Des supermarchés peu accessibles
Autre problématique : le refus d'accès à des supermarchés à l'égard des personnes en situation de handicap accompagnées pour faire leurs courses (article en lien ci-dessous). Le DDD a donc interpellé la secrétaire d'Etat chargée du Handicap, Sophie Cluzel, qui lui a assuré qu'un rappel serait « fait auprès de l'ensemble des enseignes, des référents accessibilité des préfectures et des représentants des agents d'accueil afin de leur rappeler qu'une dérogation est possible pour les personnes en situation de handicap, tout comme pour les familles monoparentales ». En outre, 70 réclamations relatives au refus de certains commerçants d'accepter le paiement en espèces, privilégiant le système électronique qui ne nécessite pas de contact entre le caissier et le client, ont été portées à son attention. Les majeurs protégés, ainsi que les personnes en situation de précarité sociale ou économique qui ne disposent pas de tous les moyens de paiement classiques se trouvant alors privés des produits de première nécessité. Or, « le refus de paiement en espèces dans les commerces ne fait pas partie des mesures restrictives détaillées dans la loi du 23 mars 2020 relative à l'état d'urgence sanitaire », indique le DDD.

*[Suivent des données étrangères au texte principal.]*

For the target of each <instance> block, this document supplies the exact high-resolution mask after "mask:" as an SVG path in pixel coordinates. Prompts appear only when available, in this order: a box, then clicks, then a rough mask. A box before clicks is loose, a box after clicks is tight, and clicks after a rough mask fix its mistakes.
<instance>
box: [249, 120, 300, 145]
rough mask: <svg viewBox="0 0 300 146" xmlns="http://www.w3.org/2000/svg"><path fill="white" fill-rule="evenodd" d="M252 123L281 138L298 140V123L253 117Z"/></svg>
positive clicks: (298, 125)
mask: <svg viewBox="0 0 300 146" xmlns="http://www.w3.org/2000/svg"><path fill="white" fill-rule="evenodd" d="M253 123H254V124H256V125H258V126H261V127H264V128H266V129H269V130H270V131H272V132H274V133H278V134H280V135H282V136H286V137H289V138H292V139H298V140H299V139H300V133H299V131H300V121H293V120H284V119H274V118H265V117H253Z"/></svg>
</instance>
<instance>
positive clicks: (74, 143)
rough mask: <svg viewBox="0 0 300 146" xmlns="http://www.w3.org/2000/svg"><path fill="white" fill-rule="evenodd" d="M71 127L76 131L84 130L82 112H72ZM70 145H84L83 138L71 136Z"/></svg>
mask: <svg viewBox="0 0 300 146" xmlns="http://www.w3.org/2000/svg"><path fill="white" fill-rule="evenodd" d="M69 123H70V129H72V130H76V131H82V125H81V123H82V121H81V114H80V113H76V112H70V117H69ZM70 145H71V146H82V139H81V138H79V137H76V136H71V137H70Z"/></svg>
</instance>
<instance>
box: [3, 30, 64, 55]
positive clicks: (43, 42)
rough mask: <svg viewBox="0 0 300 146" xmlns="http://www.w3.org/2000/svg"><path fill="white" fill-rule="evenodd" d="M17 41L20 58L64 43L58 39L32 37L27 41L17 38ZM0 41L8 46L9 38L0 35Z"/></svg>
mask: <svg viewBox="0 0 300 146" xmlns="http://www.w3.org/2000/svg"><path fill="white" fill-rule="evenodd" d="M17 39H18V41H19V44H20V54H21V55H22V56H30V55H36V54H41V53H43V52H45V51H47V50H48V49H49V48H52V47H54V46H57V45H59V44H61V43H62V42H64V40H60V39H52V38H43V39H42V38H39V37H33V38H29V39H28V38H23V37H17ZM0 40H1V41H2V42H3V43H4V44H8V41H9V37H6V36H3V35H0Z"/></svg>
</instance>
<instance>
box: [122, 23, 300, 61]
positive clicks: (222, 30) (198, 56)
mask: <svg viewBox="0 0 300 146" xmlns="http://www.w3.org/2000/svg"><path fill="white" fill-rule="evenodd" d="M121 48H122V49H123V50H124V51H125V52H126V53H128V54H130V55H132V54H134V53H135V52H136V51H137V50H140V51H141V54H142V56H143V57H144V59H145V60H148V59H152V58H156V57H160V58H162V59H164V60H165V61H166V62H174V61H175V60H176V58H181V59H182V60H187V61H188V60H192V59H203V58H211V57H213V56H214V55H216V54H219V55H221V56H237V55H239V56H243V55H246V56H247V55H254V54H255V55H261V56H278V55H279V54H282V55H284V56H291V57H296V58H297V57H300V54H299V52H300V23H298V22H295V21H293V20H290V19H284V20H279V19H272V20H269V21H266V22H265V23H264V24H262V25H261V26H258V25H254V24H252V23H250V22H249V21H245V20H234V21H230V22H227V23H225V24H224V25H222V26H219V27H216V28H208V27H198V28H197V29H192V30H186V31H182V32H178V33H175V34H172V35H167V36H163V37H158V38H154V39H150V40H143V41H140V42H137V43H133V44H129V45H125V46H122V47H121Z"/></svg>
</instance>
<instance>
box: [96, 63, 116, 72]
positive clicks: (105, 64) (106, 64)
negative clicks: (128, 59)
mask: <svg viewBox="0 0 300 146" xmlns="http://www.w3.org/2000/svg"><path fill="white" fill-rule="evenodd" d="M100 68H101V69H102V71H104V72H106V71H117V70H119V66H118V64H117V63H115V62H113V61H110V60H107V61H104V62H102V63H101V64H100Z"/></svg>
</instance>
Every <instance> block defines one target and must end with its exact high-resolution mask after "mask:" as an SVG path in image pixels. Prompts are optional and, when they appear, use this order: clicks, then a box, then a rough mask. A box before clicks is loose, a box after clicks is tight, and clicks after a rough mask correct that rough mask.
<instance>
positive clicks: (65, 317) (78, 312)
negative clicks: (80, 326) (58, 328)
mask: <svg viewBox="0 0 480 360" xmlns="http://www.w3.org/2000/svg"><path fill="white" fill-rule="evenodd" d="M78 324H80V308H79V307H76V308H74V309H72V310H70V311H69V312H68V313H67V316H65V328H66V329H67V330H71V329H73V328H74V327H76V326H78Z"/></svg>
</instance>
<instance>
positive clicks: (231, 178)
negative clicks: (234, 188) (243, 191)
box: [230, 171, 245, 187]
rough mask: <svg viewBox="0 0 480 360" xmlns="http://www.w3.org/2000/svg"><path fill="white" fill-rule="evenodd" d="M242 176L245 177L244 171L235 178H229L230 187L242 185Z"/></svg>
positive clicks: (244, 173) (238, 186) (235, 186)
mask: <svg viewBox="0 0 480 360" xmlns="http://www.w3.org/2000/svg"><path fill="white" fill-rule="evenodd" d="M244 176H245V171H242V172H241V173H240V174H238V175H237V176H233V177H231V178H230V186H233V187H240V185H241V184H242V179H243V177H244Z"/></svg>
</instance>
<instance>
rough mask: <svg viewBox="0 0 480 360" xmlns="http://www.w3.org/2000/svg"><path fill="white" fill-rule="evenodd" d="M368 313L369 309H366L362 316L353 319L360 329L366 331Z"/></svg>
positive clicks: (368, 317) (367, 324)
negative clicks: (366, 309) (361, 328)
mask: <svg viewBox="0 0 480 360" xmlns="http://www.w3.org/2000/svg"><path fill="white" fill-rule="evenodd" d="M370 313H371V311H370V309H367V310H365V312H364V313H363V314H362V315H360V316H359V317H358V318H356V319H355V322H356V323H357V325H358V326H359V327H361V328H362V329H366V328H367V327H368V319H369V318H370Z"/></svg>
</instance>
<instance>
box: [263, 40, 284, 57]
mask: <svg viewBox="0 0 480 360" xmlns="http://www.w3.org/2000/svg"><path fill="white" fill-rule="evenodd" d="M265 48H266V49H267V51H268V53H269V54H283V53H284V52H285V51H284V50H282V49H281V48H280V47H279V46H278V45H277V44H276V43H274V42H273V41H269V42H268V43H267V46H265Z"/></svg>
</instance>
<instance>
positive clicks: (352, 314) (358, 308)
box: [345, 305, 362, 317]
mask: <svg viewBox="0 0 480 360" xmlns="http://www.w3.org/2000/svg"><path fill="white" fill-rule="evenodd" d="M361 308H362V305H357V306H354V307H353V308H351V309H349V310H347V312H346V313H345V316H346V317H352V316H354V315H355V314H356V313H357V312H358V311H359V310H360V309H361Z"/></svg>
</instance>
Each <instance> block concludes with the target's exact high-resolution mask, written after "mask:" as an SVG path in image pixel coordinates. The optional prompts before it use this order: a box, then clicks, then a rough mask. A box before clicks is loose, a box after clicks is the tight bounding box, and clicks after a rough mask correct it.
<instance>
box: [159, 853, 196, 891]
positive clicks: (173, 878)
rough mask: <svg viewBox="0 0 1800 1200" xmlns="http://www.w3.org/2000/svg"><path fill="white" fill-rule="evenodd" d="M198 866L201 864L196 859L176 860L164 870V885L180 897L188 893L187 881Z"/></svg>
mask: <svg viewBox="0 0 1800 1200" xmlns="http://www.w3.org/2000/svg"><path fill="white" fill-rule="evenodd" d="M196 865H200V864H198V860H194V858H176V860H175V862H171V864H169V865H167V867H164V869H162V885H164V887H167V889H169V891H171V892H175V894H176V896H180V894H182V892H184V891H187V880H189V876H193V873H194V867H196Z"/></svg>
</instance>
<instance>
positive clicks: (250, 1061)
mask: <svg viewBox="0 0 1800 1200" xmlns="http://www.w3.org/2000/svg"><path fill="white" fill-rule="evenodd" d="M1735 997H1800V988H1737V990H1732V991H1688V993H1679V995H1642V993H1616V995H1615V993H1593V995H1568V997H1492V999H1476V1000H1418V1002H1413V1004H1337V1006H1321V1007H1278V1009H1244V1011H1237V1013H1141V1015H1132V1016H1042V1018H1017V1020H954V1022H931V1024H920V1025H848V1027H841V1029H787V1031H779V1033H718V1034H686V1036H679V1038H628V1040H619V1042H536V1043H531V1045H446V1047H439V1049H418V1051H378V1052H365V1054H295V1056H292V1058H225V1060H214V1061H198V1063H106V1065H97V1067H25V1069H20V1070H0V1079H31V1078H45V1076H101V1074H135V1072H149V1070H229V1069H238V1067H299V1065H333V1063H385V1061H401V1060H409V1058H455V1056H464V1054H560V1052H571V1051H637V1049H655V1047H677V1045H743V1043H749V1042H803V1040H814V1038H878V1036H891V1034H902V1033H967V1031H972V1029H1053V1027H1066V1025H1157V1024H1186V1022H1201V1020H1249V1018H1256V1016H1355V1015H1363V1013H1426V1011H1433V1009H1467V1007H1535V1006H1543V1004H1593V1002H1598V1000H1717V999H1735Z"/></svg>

Adapter les attestations de déplacement
Il a également mis en exergue la nécessité d'aménager les conditions de sortie durant le confinement de ceux qui ne peuvent « matériellement accéder aux consignes, les comprendre ou en respecter les modalités formelles », comme certaines personnes en situation de handicap, notamment non-voyantes, ne pouvant produire d'attestation, mais aussi les personnes sans domicile fixe ou étrangères ne maîtrisant pas le français. Sophie Cluzel a ensuite annoncé que l'attestation n'était pas nécessaire pour les personnes déficientes visuelles sous condition de présenter un justificatif du handicap, puis plus largement « pour les personnes handicapées dont le handicap le justifie ». Des attestations en « Facile à lire et à comprendre » (FALC) ont également été mises à disposition.
Rapport annuel d'activité 2019
« Garantir la sécurité sanitaire du plus grand nombre ne doit pas conduire à insérer ce régime de façon pérenne dans le droit commun à l'issue du déconfinement », avertit le DDD, toujours échaudé par la transposition dans la loi en 2017 de certaines mesures de l'état d'urgence décrété après les attentats de 2015. Alors qu'il publie son rapport annuel d'activité 2019 intitulé « Préserver les droits et libertés en toutes circonstances », il espère que la crise sanitaire, après avoir accentué les inégalités, « conduira à un meilleur accès aux droits ».